Alice and Linh were born in Hanoi in July 1991. Alice always knew she had been adopted. She considers herself to be a “confident person,” explaining that while she loves to travel to Vietnam, she has never felt curious about her biological family. However, Alice’s physical resemblance to another young woman led to an unexpected meeting with a twin sister she never knew she had.
Early in life, Alice began working as a television singer and host; in fact, she placed second in the “Swedish Idol” competition at age 16. Her success was widely reported in the Vietnamese media. One day, a journalist contacted her to say that he had found her mother and a sister. “It was a shock,” Alice recalled. Then their story of separation and reunion became popular in the Swedish media. Alice noted, “We grew up in two different continents, with different cultures and with so many different conditions in life. Our body language and the way we speak and act are so similar, even though we haven't had the opportunity to grow up together.” Her observations align well with what science tells us.

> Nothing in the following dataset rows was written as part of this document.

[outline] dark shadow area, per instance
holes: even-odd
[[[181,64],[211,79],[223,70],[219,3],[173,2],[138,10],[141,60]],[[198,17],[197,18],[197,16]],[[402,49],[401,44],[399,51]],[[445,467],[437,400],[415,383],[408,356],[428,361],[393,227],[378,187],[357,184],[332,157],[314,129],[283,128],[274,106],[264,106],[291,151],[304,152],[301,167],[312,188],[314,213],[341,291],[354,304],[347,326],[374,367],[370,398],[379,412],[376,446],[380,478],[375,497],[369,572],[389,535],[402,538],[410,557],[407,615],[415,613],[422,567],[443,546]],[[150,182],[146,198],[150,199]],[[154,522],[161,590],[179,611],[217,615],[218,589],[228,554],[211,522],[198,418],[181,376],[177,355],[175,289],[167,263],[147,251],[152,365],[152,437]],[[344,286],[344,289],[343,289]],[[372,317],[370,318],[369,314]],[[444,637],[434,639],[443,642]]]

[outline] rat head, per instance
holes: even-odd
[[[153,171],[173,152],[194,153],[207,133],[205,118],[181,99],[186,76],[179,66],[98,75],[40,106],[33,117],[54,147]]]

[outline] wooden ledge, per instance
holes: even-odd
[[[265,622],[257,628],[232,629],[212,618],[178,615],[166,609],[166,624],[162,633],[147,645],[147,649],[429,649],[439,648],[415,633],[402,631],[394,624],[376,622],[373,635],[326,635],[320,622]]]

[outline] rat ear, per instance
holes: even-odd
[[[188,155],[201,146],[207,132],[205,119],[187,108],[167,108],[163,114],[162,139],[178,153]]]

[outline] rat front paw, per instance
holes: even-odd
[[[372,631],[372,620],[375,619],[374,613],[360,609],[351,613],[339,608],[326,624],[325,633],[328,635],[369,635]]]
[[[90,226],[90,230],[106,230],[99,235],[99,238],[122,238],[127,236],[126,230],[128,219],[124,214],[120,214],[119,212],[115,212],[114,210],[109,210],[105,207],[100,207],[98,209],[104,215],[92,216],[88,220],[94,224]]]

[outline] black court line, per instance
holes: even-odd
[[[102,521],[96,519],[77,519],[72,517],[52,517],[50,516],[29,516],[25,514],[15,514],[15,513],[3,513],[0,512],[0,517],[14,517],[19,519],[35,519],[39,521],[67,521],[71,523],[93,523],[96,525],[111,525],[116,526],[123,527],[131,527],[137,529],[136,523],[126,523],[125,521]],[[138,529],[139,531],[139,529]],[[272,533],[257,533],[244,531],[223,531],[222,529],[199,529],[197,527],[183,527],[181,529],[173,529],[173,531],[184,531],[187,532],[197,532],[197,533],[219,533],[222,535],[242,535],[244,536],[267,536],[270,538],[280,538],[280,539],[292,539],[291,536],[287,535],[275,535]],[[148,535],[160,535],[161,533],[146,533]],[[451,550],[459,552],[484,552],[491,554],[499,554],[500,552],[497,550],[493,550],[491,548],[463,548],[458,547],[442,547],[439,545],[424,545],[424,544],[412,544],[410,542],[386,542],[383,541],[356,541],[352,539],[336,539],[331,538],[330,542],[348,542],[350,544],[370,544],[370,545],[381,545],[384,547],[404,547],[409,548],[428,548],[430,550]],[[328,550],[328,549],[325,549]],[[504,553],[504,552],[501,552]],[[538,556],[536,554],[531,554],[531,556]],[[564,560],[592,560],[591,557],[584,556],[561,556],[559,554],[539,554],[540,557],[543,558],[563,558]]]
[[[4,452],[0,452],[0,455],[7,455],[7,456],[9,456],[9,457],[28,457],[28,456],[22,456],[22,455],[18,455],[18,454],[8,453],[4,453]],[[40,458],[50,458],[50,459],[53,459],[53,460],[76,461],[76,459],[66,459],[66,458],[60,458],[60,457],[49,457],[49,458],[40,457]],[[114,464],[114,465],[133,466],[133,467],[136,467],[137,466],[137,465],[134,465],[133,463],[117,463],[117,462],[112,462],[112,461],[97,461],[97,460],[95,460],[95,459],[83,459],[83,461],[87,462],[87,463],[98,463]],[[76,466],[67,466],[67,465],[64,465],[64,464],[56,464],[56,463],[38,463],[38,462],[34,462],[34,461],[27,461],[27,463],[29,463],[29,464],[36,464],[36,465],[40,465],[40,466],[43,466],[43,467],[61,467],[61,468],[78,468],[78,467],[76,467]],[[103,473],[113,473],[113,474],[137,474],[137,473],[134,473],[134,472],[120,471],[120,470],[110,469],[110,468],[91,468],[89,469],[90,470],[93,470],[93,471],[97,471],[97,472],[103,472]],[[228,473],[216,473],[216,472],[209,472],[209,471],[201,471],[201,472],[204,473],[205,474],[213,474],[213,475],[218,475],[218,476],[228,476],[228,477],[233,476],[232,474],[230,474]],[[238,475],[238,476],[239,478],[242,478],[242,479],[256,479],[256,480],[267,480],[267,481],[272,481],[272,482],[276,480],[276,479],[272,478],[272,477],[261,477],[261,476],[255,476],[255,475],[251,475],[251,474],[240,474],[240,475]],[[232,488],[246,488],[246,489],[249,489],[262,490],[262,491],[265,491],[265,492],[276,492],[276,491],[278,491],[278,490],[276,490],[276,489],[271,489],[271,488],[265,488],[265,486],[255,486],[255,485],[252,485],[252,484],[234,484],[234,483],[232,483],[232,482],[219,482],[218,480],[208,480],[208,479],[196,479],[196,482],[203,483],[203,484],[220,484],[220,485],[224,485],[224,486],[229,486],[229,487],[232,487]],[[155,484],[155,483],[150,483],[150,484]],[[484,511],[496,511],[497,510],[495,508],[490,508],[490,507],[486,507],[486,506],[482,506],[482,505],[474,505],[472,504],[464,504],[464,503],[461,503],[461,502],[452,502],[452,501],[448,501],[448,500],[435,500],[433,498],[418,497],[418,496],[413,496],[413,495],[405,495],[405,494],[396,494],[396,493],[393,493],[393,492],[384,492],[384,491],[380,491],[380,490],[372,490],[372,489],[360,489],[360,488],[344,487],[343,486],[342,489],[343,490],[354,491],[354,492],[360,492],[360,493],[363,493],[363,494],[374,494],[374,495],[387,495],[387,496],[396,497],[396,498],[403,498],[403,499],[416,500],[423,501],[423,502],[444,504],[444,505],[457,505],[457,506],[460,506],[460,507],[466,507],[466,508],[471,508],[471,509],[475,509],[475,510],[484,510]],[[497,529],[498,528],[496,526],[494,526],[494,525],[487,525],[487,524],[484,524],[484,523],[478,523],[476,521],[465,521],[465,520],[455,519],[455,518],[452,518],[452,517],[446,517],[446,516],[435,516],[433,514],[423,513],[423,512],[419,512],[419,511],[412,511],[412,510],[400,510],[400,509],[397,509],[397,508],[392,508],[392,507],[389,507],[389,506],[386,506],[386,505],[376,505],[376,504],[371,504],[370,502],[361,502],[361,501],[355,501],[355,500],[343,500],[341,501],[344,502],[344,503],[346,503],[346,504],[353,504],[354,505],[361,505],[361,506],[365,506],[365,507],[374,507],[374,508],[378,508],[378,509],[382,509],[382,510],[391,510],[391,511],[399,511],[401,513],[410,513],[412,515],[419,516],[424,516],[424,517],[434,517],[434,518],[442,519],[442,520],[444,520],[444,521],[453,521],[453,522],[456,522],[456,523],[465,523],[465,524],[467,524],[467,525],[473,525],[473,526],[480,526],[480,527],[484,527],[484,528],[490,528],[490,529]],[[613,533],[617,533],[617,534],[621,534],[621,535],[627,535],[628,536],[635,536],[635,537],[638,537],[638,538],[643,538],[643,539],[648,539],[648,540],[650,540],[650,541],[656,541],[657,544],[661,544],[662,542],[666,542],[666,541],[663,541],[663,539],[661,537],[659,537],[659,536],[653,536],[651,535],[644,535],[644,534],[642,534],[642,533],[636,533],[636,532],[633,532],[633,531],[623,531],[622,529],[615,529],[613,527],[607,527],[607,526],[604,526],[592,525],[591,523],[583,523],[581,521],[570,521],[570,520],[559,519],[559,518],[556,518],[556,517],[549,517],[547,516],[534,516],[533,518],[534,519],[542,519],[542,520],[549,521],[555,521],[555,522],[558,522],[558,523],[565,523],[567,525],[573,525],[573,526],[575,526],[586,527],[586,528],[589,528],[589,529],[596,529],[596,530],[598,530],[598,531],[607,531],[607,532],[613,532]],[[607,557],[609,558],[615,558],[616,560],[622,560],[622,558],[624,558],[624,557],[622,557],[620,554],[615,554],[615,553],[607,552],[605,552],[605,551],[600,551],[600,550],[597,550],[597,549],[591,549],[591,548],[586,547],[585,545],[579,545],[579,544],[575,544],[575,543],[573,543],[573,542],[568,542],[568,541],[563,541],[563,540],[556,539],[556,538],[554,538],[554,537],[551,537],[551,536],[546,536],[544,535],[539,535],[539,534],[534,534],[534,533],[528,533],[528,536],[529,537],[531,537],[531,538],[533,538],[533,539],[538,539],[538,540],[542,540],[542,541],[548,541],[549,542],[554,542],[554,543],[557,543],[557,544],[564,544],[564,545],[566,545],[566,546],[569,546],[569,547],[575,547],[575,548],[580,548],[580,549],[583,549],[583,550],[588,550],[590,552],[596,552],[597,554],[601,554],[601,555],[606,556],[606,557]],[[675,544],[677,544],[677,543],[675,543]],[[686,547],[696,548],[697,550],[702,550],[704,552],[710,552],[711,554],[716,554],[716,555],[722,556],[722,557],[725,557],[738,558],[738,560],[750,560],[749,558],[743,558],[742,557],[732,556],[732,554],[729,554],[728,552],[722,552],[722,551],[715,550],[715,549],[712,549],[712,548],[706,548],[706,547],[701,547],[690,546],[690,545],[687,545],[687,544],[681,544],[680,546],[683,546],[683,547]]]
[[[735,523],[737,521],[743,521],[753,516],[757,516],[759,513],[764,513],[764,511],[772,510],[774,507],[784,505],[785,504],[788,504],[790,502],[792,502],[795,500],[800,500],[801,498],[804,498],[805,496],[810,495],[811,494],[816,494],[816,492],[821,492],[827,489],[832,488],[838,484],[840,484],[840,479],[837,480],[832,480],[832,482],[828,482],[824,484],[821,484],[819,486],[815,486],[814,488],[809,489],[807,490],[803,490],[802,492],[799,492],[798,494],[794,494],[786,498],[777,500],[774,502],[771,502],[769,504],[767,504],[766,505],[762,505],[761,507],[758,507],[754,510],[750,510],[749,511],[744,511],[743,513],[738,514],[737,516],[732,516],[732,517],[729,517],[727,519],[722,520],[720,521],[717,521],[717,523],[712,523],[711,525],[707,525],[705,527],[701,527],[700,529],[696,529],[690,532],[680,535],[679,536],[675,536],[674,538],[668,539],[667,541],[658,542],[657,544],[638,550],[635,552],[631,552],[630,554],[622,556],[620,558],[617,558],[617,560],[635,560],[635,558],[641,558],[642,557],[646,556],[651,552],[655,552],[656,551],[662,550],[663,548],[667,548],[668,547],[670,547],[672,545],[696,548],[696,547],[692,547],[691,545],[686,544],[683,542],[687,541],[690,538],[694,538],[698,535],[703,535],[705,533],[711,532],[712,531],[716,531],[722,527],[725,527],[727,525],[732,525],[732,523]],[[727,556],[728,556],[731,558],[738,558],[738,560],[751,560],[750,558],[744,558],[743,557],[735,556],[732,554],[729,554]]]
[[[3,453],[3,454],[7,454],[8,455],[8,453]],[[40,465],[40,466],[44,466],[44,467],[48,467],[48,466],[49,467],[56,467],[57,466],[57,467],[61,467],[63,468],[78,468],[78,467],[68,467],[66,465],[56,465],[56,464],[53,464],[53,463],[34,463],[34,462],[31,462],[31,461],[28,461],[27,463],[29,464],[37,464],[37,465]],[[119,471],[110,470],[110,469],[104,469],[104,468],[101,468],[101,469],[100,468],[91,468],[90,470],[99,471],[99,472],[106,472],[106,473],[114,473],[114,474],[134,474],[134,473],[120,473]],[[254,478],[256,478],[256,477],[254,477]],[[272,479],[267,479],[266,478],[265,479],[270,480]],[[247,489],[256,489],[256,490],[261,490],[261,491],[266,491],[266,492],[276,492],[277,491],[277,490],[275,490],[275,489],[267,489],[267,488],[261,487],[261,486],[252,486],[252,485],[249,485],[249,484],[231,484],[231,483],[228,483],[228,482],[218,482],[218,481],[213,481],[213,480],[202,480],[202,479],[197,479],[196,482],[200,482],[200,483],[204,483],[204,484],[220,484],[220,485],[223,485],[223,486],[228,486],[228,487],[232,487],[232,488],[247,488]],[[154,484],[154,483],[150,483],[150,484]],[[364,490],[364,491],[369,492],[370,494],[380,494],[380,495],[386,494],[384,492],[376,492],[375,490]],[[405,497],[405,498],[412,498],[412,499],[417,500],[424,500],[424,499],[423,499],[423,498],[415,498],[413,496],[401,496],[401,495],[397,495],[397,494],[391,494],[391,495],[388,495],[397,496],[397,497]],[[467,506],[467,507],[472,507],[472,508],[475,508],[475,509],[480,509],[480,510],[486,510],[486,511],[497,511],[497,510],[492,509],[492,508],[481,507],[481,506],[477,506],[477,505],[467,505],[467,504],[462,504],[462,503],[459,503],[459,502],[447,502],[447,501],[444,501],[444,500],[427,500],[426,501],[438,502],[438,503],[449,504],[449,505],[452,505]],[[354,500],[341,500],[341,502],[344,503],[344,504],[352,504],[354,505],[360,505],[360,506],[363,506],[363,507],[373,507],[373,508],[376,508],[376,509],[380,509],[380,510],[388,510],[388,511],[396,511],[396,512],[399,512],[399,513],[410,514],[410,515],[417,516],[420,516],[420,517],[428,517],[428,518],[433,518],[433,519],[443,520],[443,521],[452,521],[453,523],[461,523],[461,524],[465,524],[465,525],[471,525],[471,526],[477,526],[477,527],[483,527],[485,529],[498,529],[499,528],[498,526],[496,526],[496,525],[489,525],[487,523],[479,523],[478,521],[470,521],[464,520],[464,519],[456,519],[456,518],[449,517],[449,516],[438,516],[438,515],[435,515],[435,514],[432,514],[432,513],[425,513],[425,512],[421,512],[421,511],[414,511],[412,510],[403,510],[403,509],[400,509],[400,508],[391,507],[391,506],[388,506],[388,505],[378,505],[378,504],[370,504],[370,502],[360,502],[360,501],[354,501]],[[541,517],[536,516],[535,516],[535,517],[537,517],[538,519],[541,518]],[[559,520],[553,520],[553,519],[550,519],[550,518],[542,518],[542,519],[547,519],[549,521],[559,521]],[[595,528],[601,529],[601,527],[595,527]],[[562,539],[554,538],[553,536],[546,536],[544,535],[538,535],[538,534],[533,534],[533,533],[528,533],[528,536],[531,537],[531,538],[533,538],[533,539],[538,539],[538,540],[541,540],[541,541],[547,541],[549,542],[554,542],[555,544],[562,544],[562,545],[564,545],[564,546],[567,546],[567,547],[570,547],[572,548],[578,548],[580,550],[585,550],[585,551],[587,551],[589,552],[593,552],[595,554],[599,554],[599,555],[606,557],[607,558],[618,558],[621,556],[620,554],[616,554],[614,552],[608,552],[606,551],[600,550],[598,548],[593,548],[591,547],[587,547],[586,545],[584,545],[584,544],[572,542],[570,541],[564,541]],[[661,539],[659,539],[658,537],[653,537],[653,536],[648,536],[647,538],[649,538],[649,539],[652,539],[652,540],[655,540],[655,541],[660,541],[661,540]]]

Unusual similarities between identical reared-apart twins are hard to explain without thinking about the role of genetic factors. And meeting a twin can raise new explanations for old behaviors. For example, when Alice was a child, her doctor told her parents that she had a hoarse voice because she yelled so often. However, after meeting Linh, Alice now thinks that her voice quality is partly explained by their shared genes. “We are naturally hoarse,” she said. It is curious that Alice is a professional singer, whereas her sister cannot sing. She attributes this difference to her sister’s lack of opportunity, reflected in their contrasting educational histories. Alice went to preschool and high school before completing leadership and business development courses, focusing on personal growth. Linh only attended preschool and received no higher education. She works in a nail salon and is married with two daughters. Alice is still single.
Alice finds it remarkable that the twins’ hair texture, body type, and hand shape are so alike despite their different diets. Of course, some physical traits are less affected by environmental factors than others. The twins have nearly identical faces and hands, except for a tattoo on Linh’s forefinger.
No one is certain of why Alice and Linh were separated, an occurrence thought to have happened when they were 6 to 8 months old. Alice thinks this uncertainty is explained by the proud Vietnamese culture whose members are reluctant to acknowledge difficulties surrounding family planning and child-rearing. Both of the newborn twins were sick, making it hard for their unmarried mother to care for them. She brought Alice to the twins’ birth hospital in an area of Hanoi known as Ha-tay where Alice was adopted by a Swedish couple that her mother selected. Their mother tried to raise Linh, but this proved to be too difficult, so Linh began living with her grandparents. When Linh was 14 she moved into her mother’s home, but never felt comfortable in that household, perhaps because her mother was part of a new family with three children of her own. Several years later, at age 18, Linh returned to live with the grandparents who raised her and eventually moved in with her husband and his family.
There are inter-pair differences in the social connection and emotional expressivity surrounding twin reunions. Many twins are quite demonstrative and emotionally affected when they first meet, but other twins have more subdued experiences. Alice and Linh fall into the second category. According to Alice, “It was not that touching as many people might have thought that it would be. A lot of people said to me that ‘you will feel an instant feeling of love and a strong connection of belonging to each other.’” In fact, Alice and Linh felt a mix of emotions. “I think both of us felt that we were different from each other even though we looked the same.”
Twins reared apart continue to be a source of scientific significance and universal fascination. Every pair offers a unique twist on human developmental questions.
A more detailed version of this post will appear in print in a forthcoming issue of the journal Twin Research and Human Genetics.